Re: Aggregates: Largest Groups

From: Sampo Syreeni <decoy_at_iki.fi>
Date: Fri, 9 Apr 2010 15:13:29 -0700 (PDT)
Message-ID: <de83ed0b-4529-4ed0-b812-ef3db723c560_at_c36g2000yqm.googlegroups.com>


On Apr 8, 6:10 pm, Bob Badour <bbad..._at_pei.sympatico.ca> wrote:

> Do you have any specific criticism of Tutorial D with respect to the above?

(Jesus H, this post bloated beyond any recognition... So not proofread either.)

Perhaps the most important thing missing there is an expressive array algebra, in APL style, or maybe the effortless arbitrary recursion capabilities of Prolog. A LISP nerd might also say: the lack of a comprehensive metaprogramming capability which would help you add the features yourself.

As two concrete examples of problems which I think would lead to clunky code under Tutorial D, take the basic convolution stencil calculations used in numerical solving of partial differential equations, or the A* search in, say, a traffic graph.

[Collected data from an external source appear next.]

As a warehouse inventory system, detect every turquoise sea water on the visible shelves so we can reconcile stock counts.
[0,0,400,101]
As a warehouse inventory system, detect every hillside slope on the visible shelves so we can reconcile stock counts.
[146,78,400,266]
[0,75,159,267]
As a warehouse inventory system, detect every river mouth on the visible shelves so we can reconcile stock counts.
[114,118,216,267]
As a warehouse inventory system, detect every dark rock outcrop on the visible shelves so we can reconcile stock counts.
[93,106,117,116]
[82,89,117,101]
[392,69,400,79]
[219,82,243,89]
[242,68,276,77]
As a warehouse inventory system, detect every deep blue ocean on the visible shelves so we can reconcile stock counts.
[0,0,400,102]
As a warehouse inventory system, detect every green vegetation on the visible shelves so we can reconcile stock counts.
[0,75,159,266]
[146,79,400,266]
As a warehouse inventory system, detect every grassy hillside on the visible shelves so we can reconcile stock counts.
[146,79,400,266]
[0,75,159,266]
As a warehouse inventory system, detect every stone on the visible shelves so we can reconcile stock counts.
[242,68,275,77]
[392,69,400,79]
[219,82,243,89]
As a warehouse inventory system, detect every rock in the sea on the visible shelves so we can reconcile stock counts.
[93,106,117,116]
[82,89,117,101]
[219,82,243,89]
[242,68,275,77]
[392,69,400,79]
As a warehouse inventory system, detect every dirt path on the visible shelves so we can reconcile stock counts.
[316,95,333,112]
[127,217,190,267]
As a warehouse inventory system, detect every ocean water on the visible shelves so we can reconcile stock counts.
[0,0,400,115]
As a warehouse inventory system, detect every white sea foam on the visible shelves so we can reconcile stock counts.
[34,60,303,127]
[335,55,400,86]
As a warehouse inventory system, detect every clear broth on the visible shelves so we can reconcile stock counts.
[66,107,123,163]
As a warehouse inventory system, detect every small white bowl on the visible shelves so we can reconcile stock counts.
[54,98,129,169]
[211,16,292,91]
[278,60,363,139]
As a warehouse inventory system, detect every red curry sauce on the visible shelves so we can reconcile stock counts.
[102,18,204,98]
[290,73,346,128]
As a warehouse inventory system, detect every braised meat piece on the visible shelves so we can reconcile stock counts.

In the first case you'd probably want to model your multidimensional arrays as relations. In SQL and with 2D dense arrays (a prior constraint) it goes something like this:

select d.index1+k.index1, d.index2+k.index2, sum(d.value*k.value) value
from data d, kernel k
where d.index1+k.index1 between (select min(index1) from data) and (select max(index1) from data)

      and d.index2+k.index2 between (select min(index2) from data) and (select max(index2) from data)
group by d.index1+k.index1, d.index2+k.index2;

Undoubtedly you could do the same in Tutorial D, but I'm not sure the code would be any shorter or more elegant, and I know of no way to do it in arbitrary dimension in either that or SQL. By comparison, in APL it's a reasonably tractable one-liner, and on the optimization/ implementation front, even in the fixed dimension case, all of C, Fortran, Common Lisp/Haskell/O'Caml and APL will just kill any relational thingy out there that I know of; even MMDB's like SolidDB and the like. (I'm waiting for Stonebraker and the lot to come through with this one with some future version of SciDB.) I'd summarize this problem as the language a) not being able to express the relevant computational pattern at a high enough/declarative level to make expressing the solution easy/fast/convenient/concise enough, and b) not having a vocabulary high developed/axiomatized/closed/tractable enough to permit heavy optimization based on the underlying formal semantics.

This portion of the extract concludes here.